I finally got a chance to go back to the same building and measure the channel impulse response.
The building in question is around 90 m long and 50 m wide with 10 m high metal doors at both ends. Other than the radios it’s empty.
Since this is a direct line of sight environment I expect to see a nice strong pulse at a bin number of around 750 with a couple of strong reflections and some noise trailing off after that. I do indeed see that.
However before that initial spike I would only expect to see noise, I don’t. I see a strong spike around bin 390 or sometimes two spikes with around the same spacing as is seen between my direct signal and first reflection. A typical example is attached.
This early spike is right about the level where most of the time it’s ignored but every now and then it is incorrectly detected as the leading edge resulting in a range measurement that is 58m short.
My only conclusion is that I’m getting reflections bouncing around for long enough to interfere with the next pulse.
So how do I tune the system to cope with this?
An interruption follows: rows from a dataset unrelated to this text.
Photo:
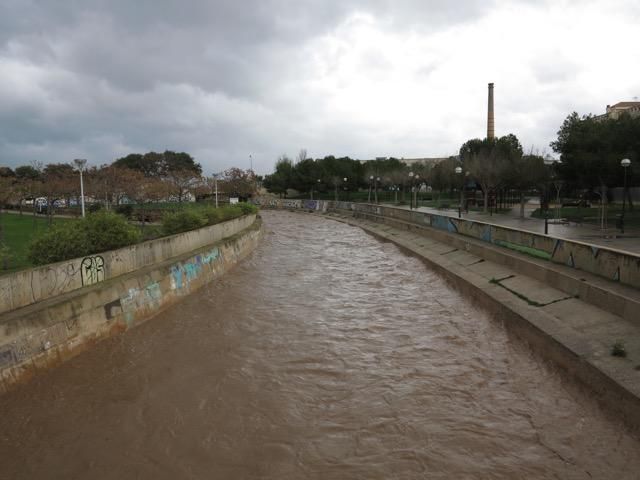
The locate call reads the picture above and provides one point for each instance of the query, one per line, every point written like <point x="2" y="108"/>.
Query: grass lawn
<point x="18" y="232"/>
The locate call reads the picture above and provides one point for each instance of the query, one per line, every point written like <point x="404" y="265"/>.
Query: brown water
<point x="326" y="355"/>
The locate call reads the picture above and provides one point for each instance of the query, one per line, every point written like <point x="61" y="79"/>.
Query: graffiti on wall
<point x="57" y="279"/>
<point x="32" y="344"/>
<point x="92" y="270"/>
<point x="182" y="274"/>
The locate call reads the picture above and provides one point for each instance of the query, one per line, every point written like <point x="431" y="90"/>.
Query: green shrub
<point x="182" y="221"/>
<point x="247" y="208"/>
<point x="125" y="210"/>
<point x="61" y="242"/>
<point x="108" y="231"/>
<point x="96" y="233"/>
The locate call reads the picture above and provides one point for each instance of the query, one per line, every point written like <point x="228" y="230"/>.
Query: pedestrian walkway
<point x="611" y="237"/>
<point x="587" y="333"/>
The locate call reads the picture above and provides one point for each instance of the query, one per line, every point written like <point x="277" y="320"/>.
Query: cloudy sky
<point x="224" y="80"/>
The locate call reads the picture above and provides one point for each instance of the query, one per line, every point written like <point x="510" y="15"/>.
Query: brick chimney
<point x="490" y="120"/>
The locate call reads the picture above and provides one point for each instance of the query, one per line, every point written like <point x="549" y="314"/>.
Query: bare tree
<point x="182" y="182"/>
<point x="302" y="155"/>
<point x="487" y="167"/>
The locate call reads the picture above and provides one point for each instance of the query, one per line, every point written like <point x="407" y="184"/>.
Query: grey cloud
<point x="221" y="79"/>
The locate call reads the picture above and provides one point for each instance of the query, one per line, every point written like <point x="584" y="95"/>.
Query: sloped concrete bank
<point x="41" y="335"/>
<point x="568" y="332"/>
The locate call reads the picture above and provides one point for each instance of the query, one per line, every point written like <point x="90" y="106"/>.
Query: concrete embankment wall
<point x="43" y="334"/>
<point x="618" y="266"/>
<point x="36" y="284"/>
<point x="611" y="264"/>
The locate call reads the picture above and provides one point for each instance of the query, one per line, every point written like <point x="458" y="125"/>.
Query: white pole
<point x="82" y="193"/>
<point x="80" y="163"/>
<point x="215" y="182"/>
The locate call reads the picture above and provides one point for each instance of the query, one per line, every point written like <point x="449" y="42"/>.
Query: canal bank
<point x="574" y="329"/>
<point x="54" y="312"/>
<point x="326" y="354"/>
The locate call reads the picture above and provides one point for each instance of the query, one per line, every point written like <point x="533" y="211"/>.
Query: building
<point x="614" y="111"/>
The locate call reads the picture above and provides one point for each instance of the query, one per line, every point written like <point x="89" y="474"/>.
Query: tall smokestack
<point x="490" y="121"/>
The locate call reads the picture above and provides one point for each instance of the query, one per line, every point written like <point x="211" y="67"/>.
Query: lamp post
<point x="411" y="191"/>
<point x="81" y="163"/>
<point x="459" y="172"/>
<point x="549" y="161"/>
<point x="624" y="163"/>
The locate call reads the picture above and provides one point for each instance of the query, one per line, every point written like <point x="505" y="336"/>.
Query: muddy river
<point x="325" y="355"/>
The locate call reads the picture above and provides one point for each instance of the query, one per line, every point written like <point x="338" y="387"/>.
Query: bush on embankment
<point x="96" y="233"/>
<point x="196" y="217"/>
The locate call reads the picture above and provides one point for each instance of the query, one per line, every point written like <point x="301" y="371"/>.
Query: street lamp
<point x="459" y="172"/>
<point x="411" y="192"/>
<point x="624" y="163"/>
<point x="549" y="161"/>
<point x="81" y="163"/>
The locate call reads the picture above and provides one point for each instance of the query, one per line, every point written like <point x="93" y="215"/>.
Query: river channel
<point x="326" y="354"/>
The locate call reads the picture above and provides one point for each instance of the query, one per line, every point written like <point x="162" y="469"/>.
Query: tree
<point x="153" y="164"/>
<point x="282" y="179"/>
<point x="526" y="172"/>
<point x="238" y="182"/>
<point x="591" y="149"/>
<point x="60" y="182"/>
<point x="302" y="155"/>
<point x="182" y="181"/>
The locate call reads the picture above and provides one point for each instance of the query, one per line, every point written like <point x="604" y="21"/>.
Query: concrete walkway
<point x="577" y="335"/>
<point x="611" y="237"/>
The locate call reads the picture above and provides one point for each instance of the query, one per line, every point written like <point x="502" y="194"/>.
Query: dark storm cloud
<point x="217" y="78"/>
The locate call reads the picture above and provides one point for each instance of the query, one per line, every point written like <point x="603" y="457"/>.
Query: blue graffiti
<point x="486" y="234"/>
<point x="212" y="256"/>
<point x="444" y="223"/>
<point x="176" y="275"/>
<point x="192" y="271"/>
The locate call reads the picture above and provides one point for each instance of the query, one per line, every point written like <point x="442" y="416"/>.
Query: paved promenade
<point x="583" y="332"/>
<point x="611" y="237"/>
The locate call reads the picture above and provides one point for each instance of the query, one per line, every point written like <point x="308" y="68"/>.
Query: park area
<point x="27" y="240"/>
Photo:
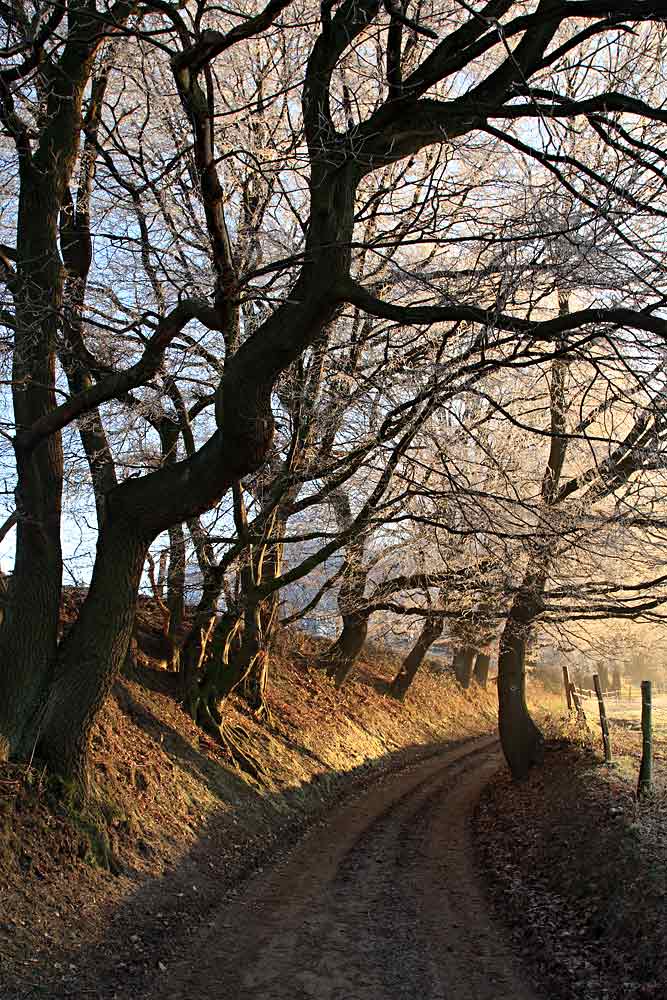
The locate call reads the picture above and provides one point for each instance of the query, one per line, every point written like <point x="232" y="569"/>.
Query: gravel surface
<point x="381" y="902"/>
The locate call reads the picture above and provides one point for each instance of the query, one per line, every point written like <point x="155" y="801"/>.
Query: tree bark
<point x="464" y="659"/>
<point x="431" y="631"/>
<point x="520" y="738"/>
<point x="481" y="671"/>
<point x="93" y="652"/>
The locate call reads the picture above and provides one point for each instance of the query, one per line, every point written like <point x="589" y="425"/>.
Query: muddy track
<point x="381" y="903"/>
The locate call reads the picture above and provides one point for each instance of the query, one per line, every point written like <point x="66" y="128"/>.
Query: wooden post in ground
<point x="567" y="682"/>
<point x="576" y="701"/>
<point x="646" y="768"/>
<point x="604" y="724"/>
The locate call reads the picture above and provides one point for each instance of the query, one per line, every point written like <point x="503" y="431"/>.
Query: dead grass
<point x="577" y="866"/>
<point x="165" y="793"/>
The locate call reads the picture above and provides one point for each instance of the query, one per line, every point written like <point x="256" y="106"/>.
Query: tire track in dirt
<point x="380" y="903"/>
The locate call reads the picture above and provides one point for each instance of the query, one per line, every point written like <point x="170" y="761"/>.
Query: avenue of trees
<point x="355" y="304"/>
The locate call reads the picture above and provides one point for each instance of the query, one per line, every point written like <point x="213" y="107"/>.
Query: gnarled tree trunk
<point x="463" y="663"/>
<point x="520" y="737"/>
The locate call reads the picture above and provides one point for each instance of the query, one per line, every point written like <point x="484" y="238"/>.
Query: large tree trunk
<point x="521" y="739"/>
<point x="343" y="653"/>
<point x="431" y="631"/>
<point x="481" y="671"/>
<point x="341" y="656"/>
<point x="93" y="652"/>
<point x="30" y="629"/>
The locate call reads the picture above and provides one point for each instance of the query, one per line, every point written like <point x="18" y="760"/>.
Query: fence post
<point x="646" y="767"/>
<point x="567" y="682"/>
<point x="576" y="701"/>
<point x="604" y="724"/>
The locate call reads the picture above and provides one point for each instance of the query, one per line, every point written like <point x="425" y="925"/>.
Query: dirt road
<point x="381" y="903"/>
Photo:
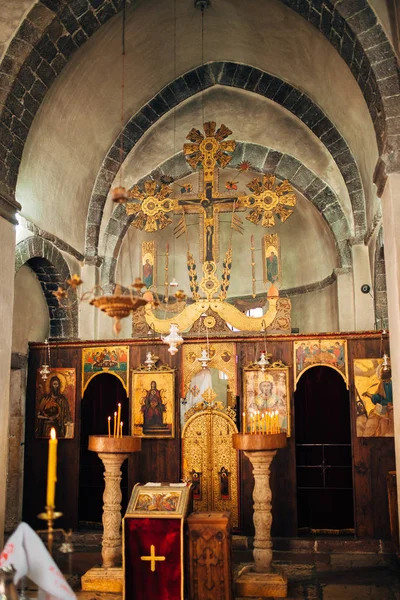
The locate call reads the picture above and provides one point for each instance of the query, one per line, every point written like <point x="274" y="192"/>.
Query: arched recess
<point x="264" y="160"/>
<point x="51" y="269"/>
<point x="380" y="295"/>
<point x="323" y="453"/>
<point x="53" y="31"/>
<point x="232" y="75"/>
<point x="99" y="401"/>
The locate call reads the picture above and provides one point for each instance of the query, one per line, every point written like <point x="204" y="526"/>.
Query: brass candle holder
<point x="50" y="516"/>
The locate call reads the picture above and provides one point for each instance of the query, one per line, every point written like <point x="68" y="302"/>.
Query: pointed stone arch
<point x="232" y="75"/>
<point x="53" y="31"/>
<point x="51" y="269"/>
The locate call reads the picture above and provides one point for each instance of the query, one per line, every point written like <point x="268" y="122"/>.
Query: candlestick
<point x="119" y="418"/>
<point x="52" y="470"/>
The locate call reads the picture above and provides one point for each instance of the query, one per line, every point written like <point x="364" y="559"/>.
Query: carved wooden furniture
<point x="210" y="462"/>
<point x="210" y="565"/>
<point x="112" y="451"/>
<point x="261" y="579"/>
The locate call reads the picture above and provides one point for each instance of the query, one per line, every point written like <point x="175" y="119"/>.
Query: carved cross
<point x="208" y="560"/>
<point x="152" y="558"/>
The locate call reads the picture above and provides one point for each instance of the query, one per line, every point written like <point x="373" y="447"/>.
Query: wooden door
<point x="210" y="462"/>
<point x="323" y="453"/>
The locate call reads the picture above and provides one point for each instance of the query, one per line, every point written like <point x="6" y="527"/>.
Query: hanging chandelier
<point x="263" y="361"/>
<point x="173" y="339"/>
<point x="45" y="370"/>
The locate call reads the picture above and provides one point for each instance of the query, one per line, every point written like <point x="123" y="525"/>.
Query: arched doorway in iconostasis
<point x="207" y="424"/>
<point x="100" y="400"/>
<point x="323" y="453"/>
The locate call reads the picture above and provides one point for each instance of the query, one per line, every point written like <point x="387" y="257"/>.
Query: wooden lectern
<point x="153" y="542"/>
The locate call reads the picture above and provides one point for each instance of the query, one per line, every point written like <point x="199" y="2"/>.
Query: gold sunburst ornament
<point x="267" y="198"/>
<point x="150" y="206"/>
<point x="209" y="149"/>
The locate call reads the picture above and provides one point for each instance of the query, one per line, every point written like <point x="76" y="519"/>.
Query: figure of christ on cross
<point x="205" y="204"/>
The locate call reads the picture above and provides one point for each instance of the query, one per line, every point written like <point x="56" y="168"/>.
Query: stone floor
<point x="316" y="569"/>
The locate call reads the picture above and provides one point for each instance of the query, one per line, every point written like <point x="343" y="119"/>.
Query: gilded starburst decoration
<point x="210" y="149"/>
<point x="150" y="206"/>
<point x="268" y="198"/>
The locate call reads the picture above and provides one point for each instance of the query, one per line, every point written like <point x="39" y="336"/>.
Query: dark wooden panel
<point x="373" y="458"/>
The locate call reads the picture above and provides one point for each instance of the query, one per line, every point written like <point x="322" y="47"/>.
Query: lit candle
<point x="119" y="418"/>
<point x="52" y="470"/>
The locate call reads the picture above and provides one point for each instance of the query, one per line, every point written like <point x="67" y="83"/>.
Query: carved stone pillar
<point x="260" y="579"/>
<point x="111" y="545"/>
<point x="112" y="452"/>
<point x="262" y="516"/>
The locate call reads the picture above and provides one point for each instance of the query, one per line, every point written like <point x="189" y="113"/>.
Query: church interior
<point x="200" y="272"/>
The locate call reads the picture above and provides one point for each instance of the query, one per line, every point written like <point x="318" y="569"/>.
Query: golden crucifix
<point x="152" y="558"/>
<point x="152" y="205"/>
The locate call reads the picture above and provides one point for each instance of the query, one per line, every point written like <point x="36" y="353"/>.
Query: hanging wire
<point x="202" y="60"/>
<point x="174" y="148"/>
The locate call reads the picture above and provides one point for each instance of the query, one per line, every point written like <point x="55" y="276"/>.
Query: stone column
<point x="8" y="209"/>
<point x="112" y="546"/>
<point x="262" y="516"/>
<point x="391" y="235"/>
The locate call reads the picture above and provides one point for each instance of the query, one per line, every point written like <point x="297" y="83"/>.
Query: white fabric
<point x="199" y="384"/>
<point x="29" y="556"/>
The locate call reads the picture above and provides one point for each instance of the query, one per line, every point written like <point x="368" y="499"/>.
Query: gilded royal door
<point x="210" y="461"/>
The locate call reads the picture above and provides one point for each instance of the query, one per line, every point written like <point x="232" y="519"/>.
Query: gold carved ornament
<point x="209" y="149"/>
<point x="206" y="447"/>
<point x="266" y="199"/>
<point x="150" y="206"/>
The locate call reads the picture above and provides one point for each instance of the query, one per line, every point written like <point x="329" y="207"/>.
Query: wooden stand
<point x="210" y="566"/>
<point x="261" y="579"/>
<point x="112" y="451"/>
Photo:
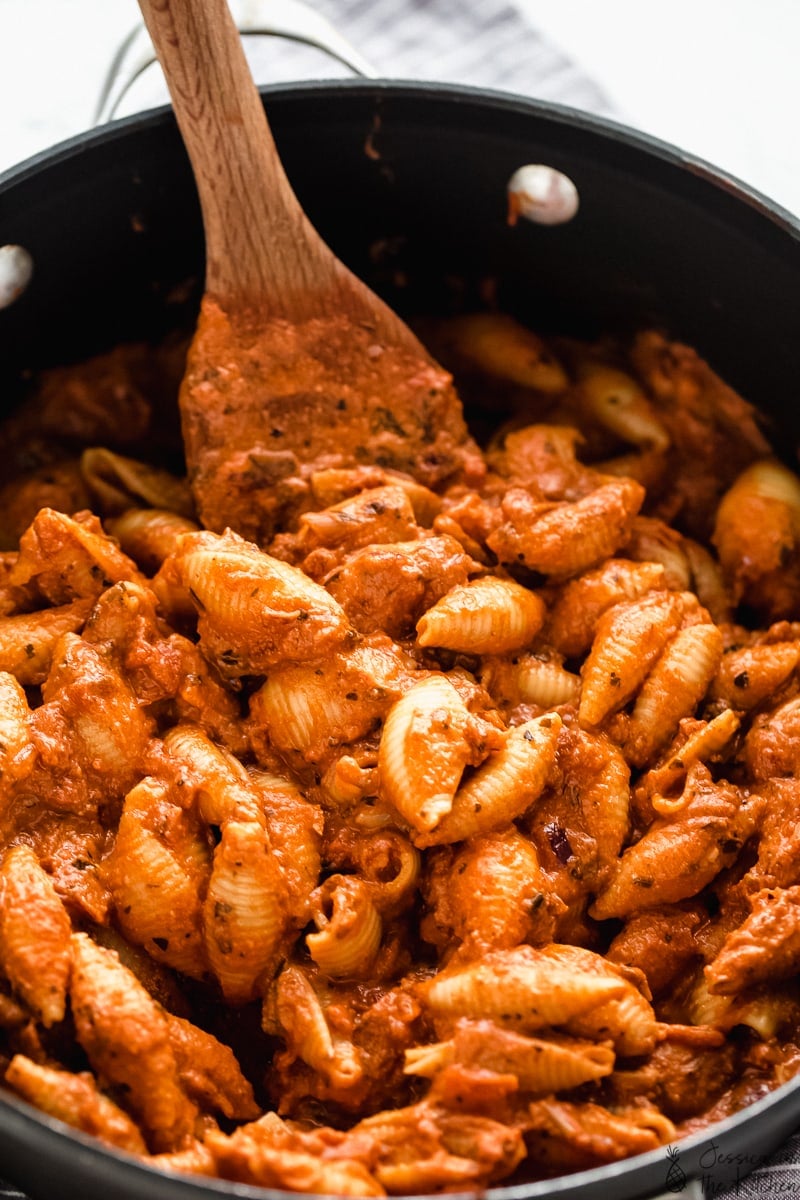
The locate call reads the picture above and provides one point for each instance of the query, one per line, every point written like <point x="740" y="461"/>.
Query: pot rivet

In theory it should be possible to avoid or at least greatly reduce the issue by playing with the threshold levels but this is tricky given the complete lack of documentation on what the various register settings actually do.
One of the ways to mitigate would be to ignore/remove timestamps if First Path index is < ~700… this can be tuned in your application. Also the threshold above which the FP signal is detected can be increased. Please review NLOS app notes which provide details on this.
I will look into that. I have some very tight timing requirements (under 300 us to process the packet around and transmit a reply) and so I’m trying to minimize register reads, even at 20 MHz every SPI transfer is a fairly large chunk of time gone. I don’t suppose there is some way to change the first pulse detection algorithm so that it only starts looking from an index of 700?
OK, given the number of reserved registers and that you have to command the device to load the algorithm on startup I’m fairly certain there would be a way to do that. So to be more accurate: Is there any publicly known way to modify where the first path detection starts looking or is that all propitiatory information?
The app notes provide some magic numbers to put in to the registers for different situations but give very little details about what these are actually doing. I’ve tried playing with them a little but given that the threshold varies all the time it’s had to come up with objective measures of the effect without knowing how the value is calculated.
I have previously asked for some more detail on how exactly the threshold is calculated for exactly this reason (see Decawave is now part of Qorvo) but didn’t receive any replies.